Deep learning-based manifold learning for spatial filtering
My master's thesis, supervised by Dr. Andreas Brendel and
examined by
Prof. Walter Kellermann from
Lehrstuhl für Multimediakommunikation und Signalverarbeitung (LMS).
I successfully defended the thesis on 13/05/2022.
Abstract:
Obtaining robust Relative Transfer Function (RTF) estimates is a crucial intermediate step in
many spatial filtering systems. Presence of adverse acoustic conditions (such as interference,
noise and reverberation) severely hinder the RTF estimates, and thus the spatial filtering
performance. Quite often, the acoustic environment, in particular the location of the microphone
array and the surroundings are stationary. Thus, the most prominent cause of changes in the RTFs
are due to the source positions. As the number of generative parameters have much lower dimensions
than the RTFs, usage of manifold learning techniques is justified. Most promising results in the
literature have been obtained after using Variational Autoencoders (VAEs), where the learned
representations are shown to be useful for a broad range of tasks including RTF enhancement,
source extraction, and localization.
The research to date has tended to be exploratory, where the aim was to probe various fields of
application to see if the idea of utilizing VAEs is beneficial at all, and a significant effort
went to comparisons with orthodox ideas such as spectral graph theory-based approaches. A natural
consequence was not being able to rigorously evaluate the state-of-the-art in all design choices
for the VAE model. We would like to fill such gaps in this thesis.
In particular, a more appropriate modeling could be achieved by Complex-valued neural networks (CVNNs).
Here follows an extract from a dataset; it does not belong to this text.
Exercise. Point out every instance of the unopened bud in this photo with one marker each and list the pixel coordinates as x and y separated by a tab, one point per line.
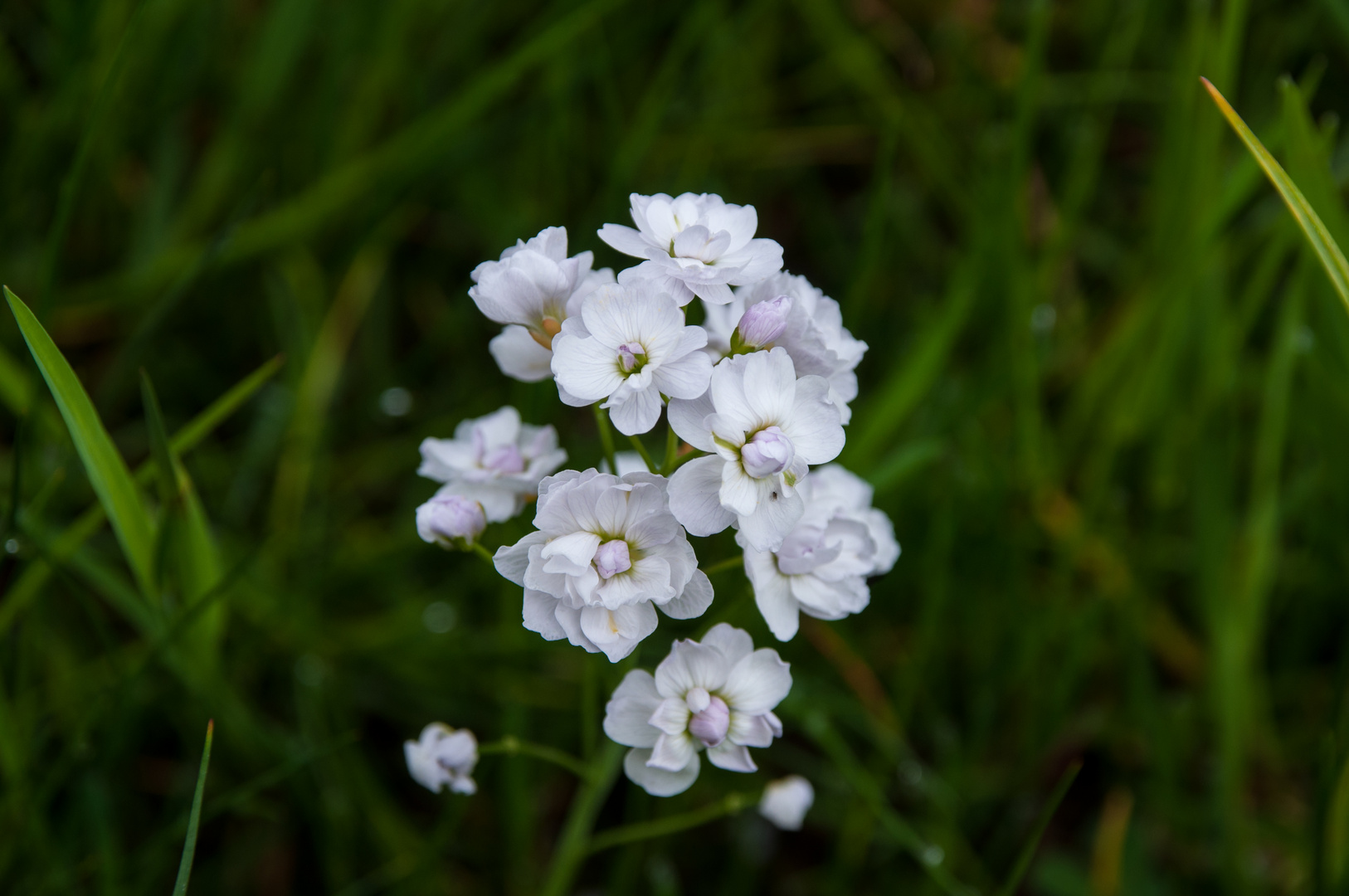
764	323
450	521
767	454
613	559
RTFs are complex-valued by nature, yet previous studies adopted real-valued neural networks, mainly due
to a lack of con- sensus on the interpretations and implementations within the community. In this thesis
we perform a comprehensive investigation of various CVNN variants and observe their benefits compared to
the current practices. Another focal point is merging the spatial filtering and manifold learning paradigms
to obtain a superior source extraction algorithm. The proposed modifications are compared against the
state-of-the-art VAE baseline with respect to the expressive, denoising and speech extraction capabilities.
We found out that putting a greater emphasis on the complex-valued nature of the RTFs improves the overall
system performance, especially for mediocre Signal-to-Noise Ratio (SNR) values.